Wednesday, November 09, 2016

The Trump Era’s Promise


Americans are setting off into uncharted territory. We needed to do that.



November 9, 2016

PHOTO: President-elect Donald Trump greets supporters during his election night rally in New York, Nov. 9, 2016.
Mike Segar/Reuters

Wow. Just wow. I’ve never been more shocked by anything in politics. Monday night my friend and former colleague Freddy Gray, now at the Spectator, called and I told him that there wouldn’t be any Brexit-type shock, that most journalists were biased but the pollsters were skilled and professional, and that I doubted I’d take a 25–1 bet for Trump for real money.
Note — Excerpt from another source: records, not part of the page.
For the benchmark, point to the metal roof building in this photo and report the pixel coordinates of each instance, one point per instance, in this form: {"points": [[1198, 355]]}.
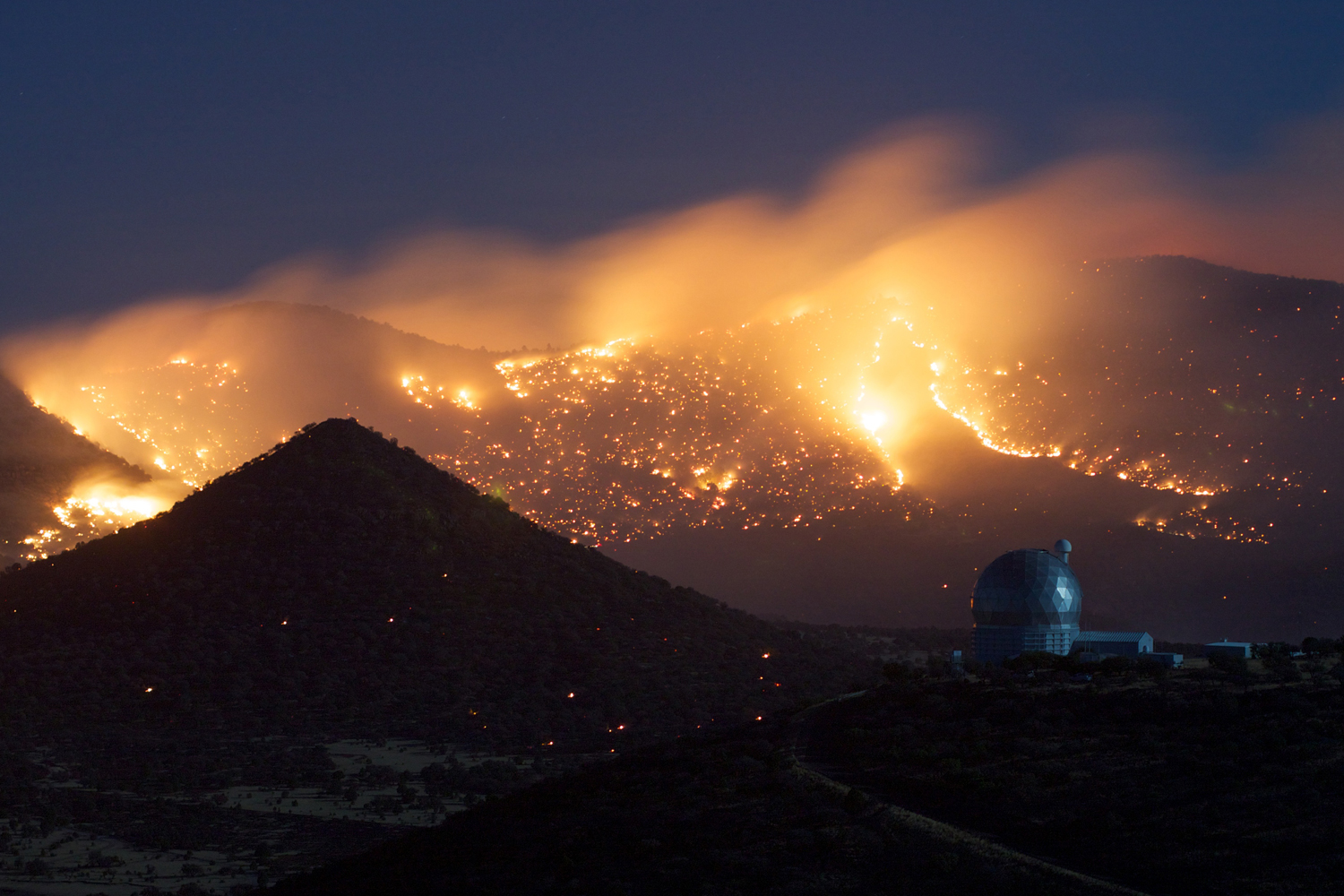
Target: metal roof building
{"points": [[1228, 648], [1121, 643]]}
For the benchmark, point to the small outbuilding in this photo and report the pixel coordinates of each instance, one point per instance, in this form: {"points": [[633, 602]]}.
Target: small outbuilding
{"points": [[1228, 649], [1117, 643]]}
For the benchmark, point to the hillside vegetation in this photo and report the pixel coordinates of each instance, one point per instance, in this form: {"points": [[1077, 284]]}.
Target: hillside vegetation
{"points": [[341, 586]]}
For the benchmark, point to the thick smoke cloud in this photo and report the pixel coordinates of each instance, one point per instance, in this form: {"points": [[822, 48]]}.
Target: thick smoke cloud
{"points": [[975, 268]]}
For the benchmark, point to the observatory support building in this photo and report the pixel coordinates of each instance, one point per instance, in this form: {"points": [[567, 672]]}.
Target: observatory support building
{"points": [[1026, 600]]}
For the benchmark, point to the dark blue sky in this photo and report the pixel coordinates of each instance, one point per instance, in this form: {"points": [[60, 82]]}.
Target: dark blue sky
{"points": [[155, 147]]}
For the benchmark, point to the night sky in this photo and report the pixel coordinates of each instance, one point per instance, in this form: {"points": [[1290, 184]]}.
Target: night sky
{"points": [[163, 147]]}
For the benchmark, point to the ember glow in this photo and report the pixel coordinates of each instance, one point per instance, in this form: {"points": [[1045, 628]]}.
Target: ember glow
{"points": [[99, 508], [747, 363]]}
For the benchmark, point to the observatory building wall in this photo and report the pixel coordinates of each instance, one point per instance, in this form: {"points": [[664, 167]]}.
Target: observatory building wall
{"points": [[1024, 600]]}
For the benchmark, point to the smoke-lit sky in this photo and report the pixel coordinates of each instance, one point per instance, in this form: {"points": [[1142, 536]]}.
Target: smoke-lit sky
{"points": [[159, 148]]}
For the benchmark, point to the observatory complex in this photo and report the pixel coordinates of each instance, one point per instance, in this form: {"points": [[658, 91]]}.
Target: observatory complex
{"points": [[1030, 599]]}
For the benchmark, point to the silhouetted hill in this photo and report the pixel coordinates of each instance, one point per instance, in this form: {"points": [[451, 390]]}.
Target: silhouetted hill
{"points": [[726, 814], [40, 458], [341, 586]]}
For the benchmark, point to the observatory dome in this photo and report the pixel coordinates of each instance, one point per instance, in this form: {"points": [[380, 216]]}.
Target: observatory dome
{"points": [[1027, 589]]}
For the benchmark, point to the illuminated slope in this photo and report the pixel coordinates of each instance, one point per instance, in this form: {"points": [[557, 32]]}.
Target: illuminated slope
{"points": [[1179, 375], [56, 487]]}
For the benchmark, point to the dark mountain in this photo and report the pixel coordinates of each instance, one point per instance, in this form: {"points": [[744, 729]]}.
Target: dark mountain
{"points": [[726, 814], [40, 458], [1212, 780], [341, 586]]}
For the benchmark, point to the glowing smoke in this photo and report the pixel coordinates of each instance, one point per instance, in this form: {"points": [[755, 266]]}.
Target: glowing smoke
{"points": [[924, 282]]}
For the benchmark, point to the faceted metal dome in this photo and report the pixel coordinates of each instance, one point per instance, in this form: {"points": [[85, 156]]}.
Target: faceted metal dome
{"points": [[1027, 589]]}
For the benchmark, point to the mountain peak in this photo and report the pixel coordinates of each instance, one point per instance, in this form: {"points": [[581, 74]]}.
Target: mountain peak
{"points": [[341, 586]]}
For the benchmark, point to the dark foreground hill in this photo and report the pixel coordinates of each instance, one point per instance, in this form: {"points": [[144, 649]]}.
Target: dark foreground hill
{"points": [[341, 586], [717, 815], [1209, 782]]}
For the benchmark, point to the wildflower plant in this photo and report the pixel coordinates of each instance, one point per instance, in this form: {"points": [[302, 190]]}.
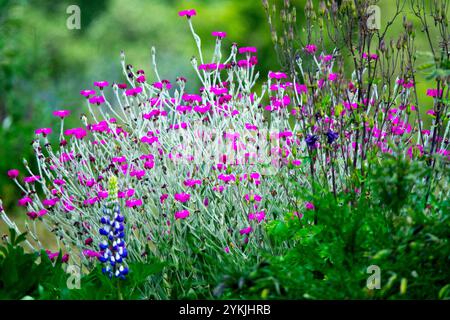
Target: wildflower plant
{"points": [[155, 170]]}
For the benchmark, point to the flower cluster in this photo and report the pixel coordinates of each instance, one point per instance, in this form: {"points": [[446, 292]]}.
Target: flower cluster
{"points": [[200, 164], [113, 251]]}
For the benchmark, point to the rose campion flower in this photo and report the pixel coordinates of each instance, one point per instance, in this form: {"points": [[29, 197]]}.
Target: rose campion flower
{"points": [[13, 173], [187, 13], [183, 214], [182, 197]]}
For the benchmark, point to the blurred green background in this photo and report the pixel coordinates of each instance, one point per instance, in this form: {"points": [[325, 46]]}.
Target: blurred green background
{"points": [[44, 65]]}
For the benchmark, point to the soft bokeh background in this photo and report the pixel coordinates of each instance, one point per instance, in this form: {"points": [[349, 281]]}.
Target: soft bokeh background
{"points": [[44, 65]]}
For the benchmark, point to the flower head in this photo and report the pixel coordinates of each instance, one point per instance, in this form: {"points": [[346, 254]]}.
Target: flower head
{"points": [[183, 214], [187, 13]]}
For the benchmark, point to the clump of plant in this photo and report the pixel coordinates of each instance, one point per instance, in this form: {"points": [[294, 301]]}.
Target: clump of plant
{"points": [[227, 175]]}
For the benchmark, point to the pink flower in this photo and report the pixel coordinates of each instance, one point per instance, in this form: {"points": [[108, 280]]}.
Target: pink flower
{"points": [[101, 84], [246, 230], [182, 197], [43, 131], [332, 76], [431, 112], [219, 34], [13, 173], [261, 215], [253, 197], [311, 48], [183, 214], [247, 50], [78, 133], [163, 198], [301, 88], [435, 93], [133, 91], [24, 201], [61, 113], [192, 182], [188, 13], [309, 206], [87, 93], [131, 203], [140, 79], [97, 100], [277, 75], [31, 179], [91, 254], [49, 202]]}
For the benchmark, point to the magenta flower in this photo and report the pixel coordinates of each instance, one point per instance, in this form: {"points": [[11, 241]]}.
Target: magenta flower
{"points": [[246, 230], [301, 88], [140, 79], [78, 133], [61, 113], [261, 215], [277, 75], [31, 179], [43, 131], [97, 100], [131, 203], [101, 84], [333, 76], [188, 13], [311, 48], [133, 92], [247, 50], [219, 34], [253, 197], [91, 254], [309, 206], [183, 214], [13, 173], [163, 198], [434, 93], [87, 93], [182, 197], [24, 201], [192, 182], [50, 202]]}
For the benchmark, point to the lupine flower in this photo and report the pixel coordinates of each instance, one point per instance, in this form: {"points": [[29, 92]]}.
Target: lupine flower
{"points": [[113, 250]]}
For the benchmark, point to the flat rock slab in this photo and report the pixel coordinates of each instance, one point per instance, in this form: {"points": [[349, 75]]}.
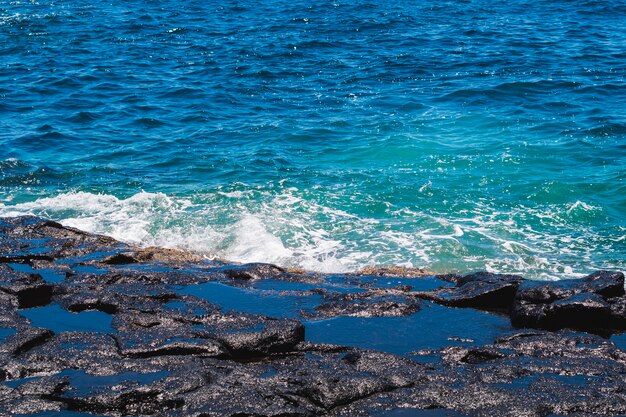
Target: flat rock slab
{"points": [[90, 326]]}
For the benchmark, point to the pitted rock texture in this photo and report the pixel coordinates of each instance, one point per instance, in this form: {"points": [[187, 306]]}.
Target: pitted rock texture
{"points": [[90, 326]]}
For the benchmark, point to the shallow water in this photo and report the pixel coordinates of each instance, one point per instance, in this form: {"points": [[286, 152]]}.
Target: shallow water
{"points": [[454, 136]]}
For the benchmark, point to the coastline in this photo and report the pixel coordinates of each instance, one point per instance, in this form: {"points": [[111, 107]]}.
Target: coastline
{"points": [[91, 325]]}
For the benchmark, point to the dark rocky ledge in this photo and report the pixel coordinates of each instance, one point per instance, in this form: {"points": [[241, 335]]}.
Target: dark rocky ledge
{"points": [[90, 326]]}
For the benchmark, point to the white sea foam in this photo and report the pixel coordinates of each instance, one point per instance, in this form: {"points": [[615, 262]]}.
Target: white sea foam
{"points": [[295, 229]]}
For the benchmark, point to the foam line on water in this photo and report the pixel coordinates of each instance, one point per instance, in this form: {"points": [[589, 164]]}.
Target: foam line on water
{"points": [[290, 228]]}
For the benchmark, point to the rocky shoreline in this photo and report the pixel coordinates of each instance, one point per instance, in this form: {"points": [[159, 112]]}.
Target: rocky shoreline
{"points": [[90, 326]]}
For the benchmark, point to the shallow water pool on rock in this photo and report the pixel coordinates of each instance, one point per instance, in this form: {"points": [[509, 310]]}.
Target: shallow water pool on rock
{"points": [[58, 320], [433, 327]]}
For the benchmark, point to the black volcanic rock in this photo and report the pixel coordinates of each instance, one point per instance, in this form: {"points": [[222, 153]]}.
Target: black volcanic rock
{"points": [[482, 290], [580, 304], [170, 352]]}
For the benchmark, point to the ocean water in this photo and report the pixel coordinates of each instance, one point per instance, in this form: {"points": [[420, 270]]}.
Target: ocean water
{"points": [[326, 135]]}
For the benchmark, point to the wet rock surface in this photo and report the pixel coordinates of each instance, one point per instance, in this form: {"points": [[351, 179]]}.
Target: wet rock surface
{"points": [[90, 326]]}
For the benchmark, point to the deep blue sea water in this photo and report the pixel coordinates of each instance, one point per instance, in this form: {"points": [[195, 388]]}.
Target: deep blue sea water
{"points": [[328, 135]]}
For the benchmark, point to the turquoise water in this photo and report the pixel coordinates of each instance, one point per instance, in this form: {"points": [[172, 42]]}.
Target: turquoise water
{"points": [[454, 136]]}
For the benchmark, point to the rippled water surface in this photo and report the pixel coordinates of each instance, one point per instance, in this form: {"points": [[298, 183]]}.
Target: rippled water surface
{"points": [[456, 135]]}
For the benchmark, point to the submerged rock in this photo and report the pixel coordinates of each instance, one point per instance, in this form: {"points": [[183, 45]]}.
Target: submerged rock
{"points": [[136, 340]]}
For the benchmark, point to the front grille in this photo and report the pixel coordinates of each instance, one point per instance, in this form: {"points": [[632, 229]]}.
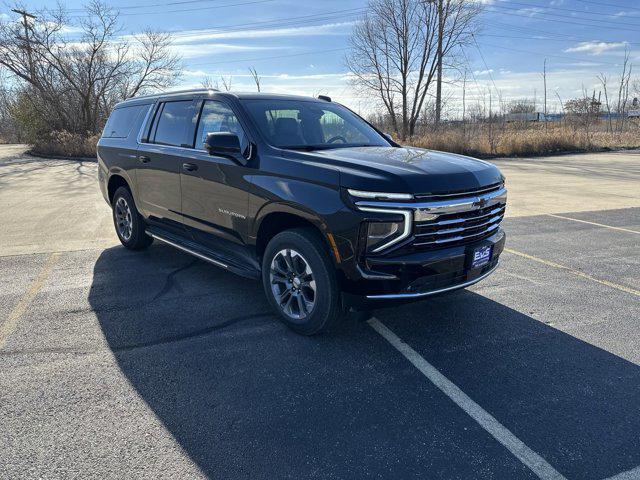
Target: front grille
{"points": [[459, 228], [453, 194]]}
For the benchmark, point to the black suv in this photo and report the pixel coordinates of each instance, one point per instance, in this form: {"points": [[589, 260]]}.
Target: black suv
{"points": [[330, 213]]}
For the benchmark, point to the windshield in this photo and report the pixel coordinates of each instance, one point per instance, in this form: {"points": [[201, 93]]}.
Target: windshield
{"points": [[310, 125]]}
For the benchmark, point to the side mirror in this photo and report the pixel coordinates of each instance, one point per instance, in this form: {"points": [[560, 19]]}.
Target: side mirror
{"points": [[222, 143]]}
Of course, I added, I’d vote for him, thought his campaign was on balance pretty wonderful, etc. But the point was to build a base for next time, when a more normal politician—Christie, Cruz, Tom Cotton, Pence, or an as-yet-unknown figure from outside politics—would take up Trump’s issues, especially immigration, and run with them.
Working-class counties all over Pennsylvania and the Midwest that Obama had carried comfortably went for Trump—something that should, but won’t, give pause to the progressive commentariat now inundating us with their lamentations about racist America. I voted for both men myself, and hope dearly the meeting between Obama and Trump on Thursday is substantive, wry, and interesting to both in ways neither would ever have anticipated. For months I had been visualizing the moment, sometime in 2017, when Obama realized that Hillary, with her hawkishness and neocon coterie, threatened to undermine the basic tenets of his foreign policy. That now is never going to happen. So conversely, I hope that Obama now finds it in him to tell Trump, “you know you’re probably right about Russia, and I gave the Hillary and the neocons in the State Department too free a hand in trying to expand NATO right up to Russia’s borders.” After which Trump can reply that the Iran deal is something that shouldn’t be scrapped and ought to be built upon. One can hope, anyway.
Trump’s eloquent speech in the early hours of the morning carried in it all the seeds of an effective beginning to his administration. He made clear we would seek hostility with no country. He has a clear mandate to nominate Scalia-like justices to the Supreme Court and to stem illegal immigration—beyond that, he has a clean slate to move in almost any direction. Now the important thing is to hope and pray Trump governs well, and to do everything we can to make that happen. I hope his administration reaches out to some of the reformocons, Reihan Salam and his group, and that they don’t give him a cold shoulder. Progress toward peace in the Israel-Palestine conflict is obviously off the table: Trump received the support of many right-wing Zionists, who are very much with him on several important issues. But it doesn’t matter in the short run—no American president was going to bring about a two-state settlement anyway. In the near to medium future, Israel will face growing pressures to allow West Bank and Gazan Palestinians to vote, but that’s Israel’s problem.
It gets lost in the campaign hurly-burly, but Trump has shown extremely good judgment in reaching out to Washington insiders on some issues. I was glad Jeff Sessions was mentioned explicitly last night, and brought on stage: he is the most knowledgeable figure about immigration in the Senate, and his former aide, Stephen Miller (who joined the campaign) played a key role in drafting Trump’s formal immigration positions. There is already a Capitol Hill intellectual infrastructure concerned with immigration that bypasses “white nationalism” and bigotry of any sort, centered on the Center for Immigration Studies, run by Mark Krikorian. If Trump had started out speaking about high immigration rates by noting, dryly, their impact on American wages, school budgets, infrastructure, and government-assistance payouts, no one would have noticed. Instead, in his announcement last June, he said something demagogic. It worked. But formulating an immigration policy that serves the interests of the American people—rather than people all over the world—is very much a possibility, and requires no demagogy at all. It’s a very normal thing for a country to do.
More than most presidents, Donald Trump needs our help. He doesn’t bring with him a big network of policy people, professional politicians, and their staffers. He forged a campaign on the triad of issues Pat Buchanan wrote three books about—trade, immigration, and foreign policy—and took the correct (i.e. Buchananite) positions when no one else in the Washington establishment did. That demonstrates either uncanny political judgment or astonishing opportunism—or some combination of both. But putting together a team to implement this agenda, or part of it, rather than a default Paul Ryan-style agenda will take diligence and skill. The transition—the staffing of a Trump administration—will be critical. Trump is a smart man, and sensitive in unexpected ways. He is also a loner, brash, intemperate. He will soon find the limits of the presidency.
Americans are setting off into uncharted territory. We needed to do that. The trajectory we were on—good working class jobs disappearing, accelerating entry of unskilled immigrants, the creation of an ultra-liberal Supreme Court that will shape the law for generations, collapsing infrastructure, rising crime, escalating attacks on police officers, political correctness enforced at increasingly insane levels—was simply awful. Had it continued, the America most of us grew up in would be gone forever. Now we have a chance to Make America Great Again.
Scott McConnell is a founding editor of The American Conservative.